Today’s technology has allowed for the creation of specialized vehicles and equipment that are designed specifically for the task of finding IEDs so they can be rendered safe before they can become a threat to U.S. and Coalition forces or Iraqi civilians. These new route-clearance vehicles are being shipped directly to Iraq as quickly as they are being built.

As Army Engineers have historically been tasked with route-clearance operations and assigned specialized equipment for this mission, The Multinational Corps, Iraq (MNC-I) Commanding General looked to the Engineers for the fielding and implementing of this new equipment into battlefield to lead the counter-IED fight.

The Director of the MNC-I Corps of Engineers was assigned the mission. The mission of oversight and fielding of the new equipment was further assigned to the MNC-I Engineer Corps’ Explosives Hazards Coordination Cell (EHCC).

The EHCC is currently comprised of deployed Utah soldiers from the 115th Engineer Battalion, under the direction of Col. John Moore. The EHCC is divided into sections. One of which is the Route Clearance section, under the direction of Maj. Delight Simondi. The Route Clearance section was assigned the responsibility of oversight for all fielding, training, tracking and maintenance issues concerning every single new route-clearance vehicle arriving in theater.

Sgt. 1st Class Gordon Ewell performs a route-clearance mission.

Photo courtesy of Sgt. 1st Class Gordon Ewell

Sgt. 1st Class Gordon Ewell performs a route-clearance mission.

As the fleet of new route-clearance vehicles grew and route-clearance teams were assembled and trained to specifically engage the IED threat, new tactics, techniques and procedures (TTPs) were developed.  These TTPs were constantly evolving as Soldiers of route-clearance teams in the field learned the best way to use the new equipment.

It became apparent to the director of the Corps Engineer section and the director of the EHCC that a specially trained team was needed to oversee what all the route-clearance teams were doing and how they were each using the equipment differently to counter the IED-specific threats in their area of operations.

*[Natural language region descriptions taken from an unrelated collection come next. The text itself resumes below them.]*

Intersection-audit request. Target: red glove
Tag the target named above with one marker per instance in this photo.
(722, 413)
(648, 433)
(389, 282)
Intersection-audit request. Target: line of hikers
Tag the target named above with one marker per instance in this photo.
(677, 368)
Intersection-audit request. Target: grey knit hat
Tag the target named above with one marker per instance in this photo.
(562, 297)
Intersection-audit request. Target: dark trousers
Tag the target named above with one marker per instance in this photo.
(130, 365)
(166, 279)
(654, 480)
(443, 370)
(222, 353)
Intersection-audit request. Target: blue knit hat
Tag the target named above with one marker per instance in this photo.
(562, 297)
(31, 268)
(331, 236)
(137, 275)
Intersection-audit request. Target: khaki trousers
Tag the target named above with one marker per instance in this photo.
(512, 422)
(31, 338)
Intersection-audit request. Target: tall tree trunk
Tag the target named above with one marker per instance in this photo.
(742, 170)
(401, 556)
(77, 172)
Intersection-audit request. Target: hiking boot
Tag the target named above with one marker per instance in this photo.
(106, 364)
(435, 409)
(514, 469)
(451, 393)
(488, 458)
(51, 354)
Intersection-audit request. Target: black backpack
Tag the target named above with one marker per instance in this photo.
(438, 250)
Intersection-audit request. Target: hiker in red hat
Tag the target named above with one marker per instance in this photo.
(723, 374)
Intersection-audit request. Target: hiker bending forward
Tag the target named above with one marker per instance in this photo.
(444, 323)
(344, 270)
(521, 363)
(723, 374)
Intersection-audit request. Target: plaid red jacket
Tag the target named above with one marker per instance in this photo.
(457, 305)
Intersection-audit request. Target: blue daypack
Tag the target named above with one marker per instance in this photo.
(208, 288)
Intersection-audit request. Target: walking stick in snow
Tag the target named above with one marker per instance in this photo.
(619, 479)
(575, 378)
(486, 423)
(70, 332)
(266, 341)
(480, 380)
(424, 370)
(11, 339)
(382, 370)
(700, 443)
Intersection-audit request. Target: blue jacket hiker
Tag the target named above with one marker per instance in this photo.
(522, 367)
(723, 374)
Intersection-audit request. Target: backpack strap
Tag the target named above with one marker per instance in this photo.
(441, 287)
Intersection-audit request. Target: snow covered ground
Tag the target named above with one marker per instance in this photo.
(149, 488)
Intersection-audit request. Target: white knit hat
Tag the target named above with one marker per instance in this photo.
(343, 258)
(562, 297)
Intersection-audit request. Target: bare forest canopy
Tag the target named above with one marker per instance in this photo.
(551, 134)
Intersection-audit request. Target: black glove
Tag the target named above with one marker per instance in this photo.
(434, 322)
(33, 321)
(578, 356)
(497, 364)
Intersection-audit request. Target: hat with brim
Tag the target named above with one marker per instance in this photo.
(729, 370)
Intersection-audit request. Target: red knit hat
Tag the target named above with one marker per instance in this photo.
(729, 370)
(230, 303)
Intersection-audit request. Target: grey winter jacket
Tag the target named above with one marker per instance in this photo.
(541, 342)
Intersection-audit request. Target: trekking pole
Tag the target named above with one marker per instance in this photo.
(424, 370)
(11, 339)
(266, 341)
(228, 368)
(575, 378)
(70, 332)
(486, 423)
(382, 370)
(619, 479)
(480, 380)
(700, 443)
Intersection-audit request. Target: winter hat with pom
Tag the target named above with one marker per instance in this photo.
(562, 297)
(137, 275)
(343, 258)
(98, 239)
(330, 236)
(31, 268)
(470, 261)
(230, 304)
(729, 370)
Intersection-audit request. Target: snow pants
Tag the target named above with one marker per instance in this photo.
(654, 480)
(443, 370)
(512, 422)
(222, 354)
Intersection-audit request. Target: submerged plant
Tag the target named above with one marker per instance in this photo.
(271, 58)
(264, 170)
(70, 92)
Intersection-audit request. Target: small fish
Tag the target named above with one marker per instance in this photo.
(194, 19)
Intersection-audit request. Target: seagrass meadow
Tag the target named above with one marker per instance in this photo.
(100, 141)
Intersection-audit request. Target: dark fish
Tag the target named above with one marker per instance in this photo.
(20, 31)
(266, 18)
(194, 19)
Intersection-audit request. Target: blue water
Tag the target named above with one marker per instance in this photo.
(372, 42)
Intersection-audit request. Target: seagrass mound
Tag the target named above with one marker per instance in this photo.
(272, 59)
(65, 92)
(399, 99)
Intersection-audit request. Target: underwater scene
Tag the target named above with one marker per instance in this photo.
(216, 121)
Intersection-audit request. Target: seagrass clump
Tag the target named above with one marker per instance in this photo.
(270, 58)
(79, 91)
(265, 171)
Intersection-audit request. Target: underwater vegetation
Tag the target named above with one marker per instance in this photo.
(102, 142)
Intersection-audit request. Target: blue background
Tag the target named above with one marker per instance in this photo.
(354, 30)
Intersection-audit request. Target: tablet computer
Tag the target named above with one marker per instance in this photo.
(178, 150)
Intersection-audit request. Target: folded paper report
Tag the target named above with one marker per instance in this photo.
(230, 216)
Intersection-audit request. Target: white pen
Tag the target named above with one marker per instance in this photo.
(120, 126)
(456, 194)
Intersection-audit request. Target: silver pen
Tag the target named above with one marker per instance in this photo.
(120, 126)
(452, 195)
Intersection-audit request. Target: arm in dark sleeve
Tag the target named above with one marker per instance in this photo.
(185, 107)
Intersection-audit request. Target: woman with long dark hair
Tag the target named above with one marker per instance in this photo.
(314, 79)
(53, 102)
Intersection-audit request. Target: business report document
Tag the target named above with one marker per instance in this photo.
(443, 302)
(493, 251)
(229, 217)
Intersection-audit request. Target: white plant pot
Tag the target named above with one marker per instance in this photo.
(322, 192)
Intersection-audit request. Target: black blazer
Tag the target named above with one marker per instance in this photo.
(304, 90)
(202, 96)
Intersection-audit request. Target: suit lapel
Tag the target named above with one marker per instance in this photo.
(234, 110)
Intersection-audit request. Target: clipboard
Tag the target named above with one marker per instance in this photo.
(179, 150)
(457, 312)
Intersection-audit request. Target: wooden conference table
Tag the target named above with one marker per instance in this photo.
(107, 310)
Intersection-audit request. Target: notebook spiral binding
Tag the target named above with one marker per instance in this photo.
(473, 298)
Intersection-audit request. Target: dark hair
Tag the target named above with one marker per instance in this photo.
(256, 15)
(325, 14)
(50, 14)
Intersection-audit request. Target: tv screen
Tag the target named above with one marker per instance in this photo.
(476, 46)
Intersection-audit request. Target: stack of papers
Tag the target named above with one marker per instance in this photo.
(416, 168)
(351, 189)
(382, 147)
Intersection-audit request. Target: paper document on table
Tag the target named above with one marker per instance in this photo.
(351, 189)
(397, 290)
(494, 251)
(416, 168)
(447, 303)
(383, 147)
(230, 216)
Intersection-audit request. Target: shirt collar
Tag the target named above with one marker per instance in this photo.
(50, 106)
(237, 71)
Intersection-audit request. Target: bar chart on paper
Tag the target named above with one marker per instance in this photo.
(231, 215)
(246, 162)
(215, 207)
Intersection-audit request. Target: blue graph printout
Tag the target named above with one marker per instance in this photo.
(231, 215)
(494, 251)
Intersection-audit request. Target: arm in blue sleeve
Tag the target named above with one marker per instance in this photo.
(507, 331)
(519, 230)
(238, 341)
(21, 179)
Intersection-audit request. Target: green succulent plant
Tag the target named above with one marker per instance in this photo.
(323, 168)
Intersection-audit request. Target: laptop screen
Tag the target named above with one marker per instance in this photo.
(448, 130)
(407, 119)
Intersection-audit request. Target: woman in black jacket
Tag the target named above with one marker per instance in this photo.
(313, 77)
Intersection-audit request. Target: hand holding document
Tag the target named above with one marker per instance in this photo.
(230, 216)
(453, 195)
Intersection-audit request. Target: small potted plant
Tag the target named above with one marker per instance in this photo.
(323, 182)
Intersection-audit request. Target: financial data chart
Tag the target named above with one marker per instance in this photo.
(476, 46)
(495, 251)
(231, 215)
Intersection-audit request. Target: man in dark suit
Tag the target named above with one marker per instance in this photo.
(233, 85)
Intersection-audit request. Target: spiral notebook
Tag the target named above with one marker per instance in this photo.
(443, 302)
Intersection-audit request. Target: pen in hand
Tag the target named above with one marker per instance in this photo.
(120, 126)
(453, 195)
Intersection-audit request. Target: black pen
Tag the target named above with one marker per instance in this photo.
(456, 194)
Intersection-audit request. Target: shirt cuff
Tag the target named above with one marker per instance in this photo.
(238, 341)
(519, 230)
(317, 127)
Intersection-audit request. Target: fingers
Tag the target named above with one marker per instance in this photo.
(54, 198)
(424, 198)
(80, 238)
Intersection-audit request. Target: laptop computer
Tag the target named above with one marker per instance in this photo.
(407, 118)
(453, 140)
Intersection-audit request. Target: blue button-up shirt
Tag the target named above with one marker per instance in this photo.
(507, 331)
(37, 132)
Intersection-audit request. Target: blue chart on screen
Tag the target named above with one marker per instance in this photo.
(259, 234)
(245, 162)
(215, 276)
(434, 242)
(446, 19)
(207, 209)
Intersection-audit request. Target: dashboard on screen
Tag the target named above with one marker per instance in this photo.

Thus, the Route Clearance Mobile Observation Team (MOT) was created. 1st Lt. Phillip Smith and Sgt. 1st Class Gordon Ewell, both of the 115th were selected as the first-ever MOT observes.  Later, 1st Lt. Ross Renken of the 5th Corps Engineers from Germany and Cpl. James Lish, also of the 115th, were added.

The purpose of the Route Clearance MOT is to deploy to all theater areas of operation and be embedded with each route-clearance team in Iraq in order to observe their tactics, techniques and procedures. Information gathered by the MOT will then be used to rapidly share the best practiced TTPs with all the route-clearance teams in order to increase their effectiveness against enemy threats.

Information gathered by MOTs is also forwarded to training centers in theater and in the U.S. so that future route-clearance teams can be trained based upon the “best” route clearance TTPs observed and most current enemy threats.

To date, the Route Clearance MOT comprised of Utah Soldiers has been embedded in over 70 route-clearance missions. They are highly regarded and have had a significant impact on the effectiveness of route-clearance efforts in the counter-IED fight as well as ensuring freedom of movement for our convoys, Coalition forces and Iraqi civilians.